Adobe is continually fixing large numbers of vulnerabilities in their software. This is a good thing as they are clearly trying to stay on top of it. However, my recommendation is to avoid Adobe Reader if possible and use an alternate reader. Edge works in Windows 10 and would be somewhat of an improvement over Adobe Reader, but I would recommend Foxit or really any lesser known reputable reader. Until something else becomes more popular than Adobe, it will be targeted. Malicious PDF attachments sent via email and malicious PDF downloads from websites are typically expecting to take advantage of Adobe software and it is apparently a target rich environment.
The steps below are the summary of a previous article and are most important.
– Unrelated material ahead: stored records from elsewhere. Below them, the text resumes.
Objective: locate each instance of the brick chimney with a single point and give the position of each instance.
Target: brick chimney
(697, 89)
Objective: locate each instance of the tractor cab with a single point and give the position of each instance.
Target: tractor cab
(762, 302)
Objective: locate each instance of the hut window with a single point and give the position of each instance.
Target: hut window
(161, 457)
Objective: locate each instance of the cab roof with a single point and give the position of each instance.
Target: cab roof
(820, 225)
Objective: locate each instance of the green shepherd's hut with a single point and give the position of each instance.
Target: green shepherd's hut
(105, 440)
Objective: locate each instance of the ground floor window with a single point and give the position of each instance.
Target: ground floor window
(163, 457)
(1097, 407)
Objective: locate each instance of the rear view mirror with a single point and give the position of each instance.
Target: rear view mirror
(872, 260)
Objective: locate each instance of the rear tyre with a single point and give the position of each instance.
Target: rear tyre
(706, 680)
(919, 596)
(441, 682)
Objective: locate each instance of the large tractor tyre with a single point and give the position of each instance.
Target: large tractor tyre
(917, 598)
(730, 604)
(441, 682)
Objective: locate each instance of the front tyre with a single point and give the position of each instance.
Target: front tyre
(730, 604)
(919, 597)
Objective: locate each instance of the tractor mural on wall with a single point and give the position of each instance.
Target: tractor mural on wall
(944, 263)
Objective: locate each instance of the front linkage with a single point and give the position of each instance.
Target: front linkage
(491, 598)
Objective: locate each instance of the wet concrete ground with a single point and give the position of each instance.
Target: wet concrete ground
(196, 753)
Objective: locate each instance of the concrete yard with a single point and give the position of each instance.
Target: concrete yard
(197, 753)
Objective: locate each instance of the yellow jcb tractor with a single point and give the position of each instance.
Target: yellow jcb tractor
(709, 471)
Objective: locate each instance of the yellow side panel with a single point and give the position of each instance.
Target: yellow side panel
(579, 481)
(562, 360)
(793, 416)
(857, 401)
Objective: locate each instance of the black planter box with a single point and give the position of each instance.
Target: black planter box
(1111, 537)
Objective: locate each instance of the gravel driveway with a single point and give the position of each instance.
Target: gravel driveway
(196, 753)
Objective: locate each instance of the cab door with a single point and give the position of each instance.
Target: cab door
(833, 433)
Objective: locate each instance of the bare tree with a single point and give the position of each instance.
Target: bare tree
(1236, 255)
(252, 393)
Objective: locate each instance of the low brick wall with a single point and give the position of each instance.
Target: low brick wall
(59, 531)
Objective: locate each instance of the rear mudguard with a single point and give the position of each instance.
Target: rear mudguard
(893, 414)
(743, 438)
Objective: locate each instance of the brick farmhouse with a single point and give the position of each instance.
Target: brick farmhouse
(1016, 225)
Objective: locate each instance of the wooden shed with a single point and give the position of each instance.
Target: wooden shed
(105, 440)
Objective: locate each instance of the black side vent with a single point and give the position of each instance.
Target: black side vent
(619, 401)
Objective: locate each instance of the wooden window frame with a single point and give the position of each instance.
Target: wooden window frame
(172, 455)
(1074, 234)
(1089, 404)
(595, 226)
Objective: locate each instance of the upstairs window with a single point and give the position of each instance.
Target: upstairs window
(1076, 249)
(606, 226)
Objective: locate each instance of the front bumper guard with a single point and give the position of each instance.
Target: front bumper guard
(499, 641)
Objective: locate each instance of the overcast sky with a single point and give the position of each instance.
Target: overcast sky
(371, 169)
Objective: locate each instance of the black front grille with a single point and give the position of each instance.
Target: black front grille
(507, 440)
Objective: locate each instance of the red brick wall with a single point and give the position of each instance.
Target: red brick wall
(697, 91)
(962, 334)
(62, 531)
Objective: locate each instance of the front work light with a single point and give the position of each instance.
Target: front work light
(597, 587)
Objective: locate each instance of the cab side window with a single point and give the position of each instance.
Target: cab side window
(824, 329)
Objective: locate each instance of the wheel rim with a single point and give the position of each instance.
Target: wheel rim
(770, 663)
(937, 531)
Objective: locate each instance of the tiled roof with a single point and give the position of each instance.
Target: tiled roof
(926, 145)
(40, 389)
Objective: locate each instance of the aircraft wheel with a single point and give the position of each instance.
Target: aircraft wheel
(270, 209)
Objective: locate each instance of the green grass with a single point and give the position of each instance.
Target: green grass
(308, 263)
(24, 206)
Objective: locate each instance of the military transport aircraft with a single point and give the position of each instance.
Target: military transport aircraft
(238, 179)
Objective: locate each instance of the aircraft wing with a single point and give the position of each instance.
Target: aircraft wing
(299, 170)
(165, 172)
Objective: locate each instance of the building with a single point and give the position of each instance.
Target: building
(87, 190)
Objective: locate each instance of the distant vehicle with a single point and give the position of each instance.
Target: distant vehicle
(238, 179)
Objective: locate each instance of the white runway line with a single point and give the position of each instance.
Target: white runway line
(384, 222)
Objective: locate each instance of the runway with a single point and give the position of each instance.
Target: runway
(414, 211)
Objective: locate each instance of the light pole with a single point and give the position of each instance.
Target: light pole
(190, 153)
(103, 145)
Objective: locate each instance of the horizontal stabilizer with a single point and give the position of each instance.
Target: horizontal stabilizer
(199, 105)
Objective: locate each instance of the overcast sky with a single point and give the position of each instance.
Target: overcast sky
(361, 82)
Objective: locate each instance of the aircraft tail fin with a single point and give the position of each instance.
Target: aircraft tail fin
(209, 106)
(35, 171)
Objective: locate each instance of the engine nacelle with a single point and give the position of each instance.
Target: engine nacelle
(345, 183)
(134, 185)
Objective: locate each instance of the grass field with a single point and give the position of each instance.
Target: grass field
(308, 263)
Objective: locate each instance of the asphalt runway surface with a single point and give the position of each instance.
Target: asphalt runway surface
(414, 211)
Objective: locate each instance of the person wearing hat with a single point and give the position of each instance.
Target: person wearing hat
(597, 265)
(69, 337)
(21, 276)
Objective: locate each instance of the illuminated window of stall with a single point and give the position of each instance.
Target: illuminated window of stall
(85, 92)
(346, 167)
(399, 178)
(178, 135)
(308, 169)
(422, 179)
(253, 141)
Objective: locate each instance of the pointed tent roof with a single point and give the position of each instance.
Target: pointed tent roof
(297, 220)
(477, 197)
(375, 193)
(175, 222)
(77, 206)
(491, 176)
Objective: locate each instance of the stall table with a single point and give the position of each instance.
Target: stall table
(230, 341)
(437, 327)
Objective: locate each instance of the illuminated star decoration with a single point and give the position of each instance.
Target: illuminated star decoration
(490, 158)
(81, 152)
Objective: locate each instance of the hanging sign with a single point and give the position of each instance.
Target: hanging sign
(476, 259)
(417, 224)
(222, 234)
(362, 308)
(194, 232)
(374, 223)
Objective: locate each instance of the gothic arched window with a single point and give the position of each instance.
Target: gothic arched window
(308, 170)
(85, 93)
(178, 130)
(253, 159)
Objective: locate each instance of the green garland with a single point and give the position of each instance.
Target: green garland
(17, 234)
Please see them in more detail here: Keep Your PC Safe.
- Change your DNS settings to use OpenDNS
- Install either Mozilla Firefox or Google Chrome and use it instead of Internet Explorer (Edge is ok but uBlock Origin by Gorhill is not available).
- Install uBlock Origin and Web of Trust add-ons in both Chrome and Firefox.
- Use Windows 10 and it's built-in antivirus software.
- Make sure your software is up-to-date (Foxit and Java are two that need updating. Uninstall Java if you don't need it).
- Uninstall Adobe Reader and install Foxit Reader instead.
- Make your Windows login a "standard" user instead of an administrator.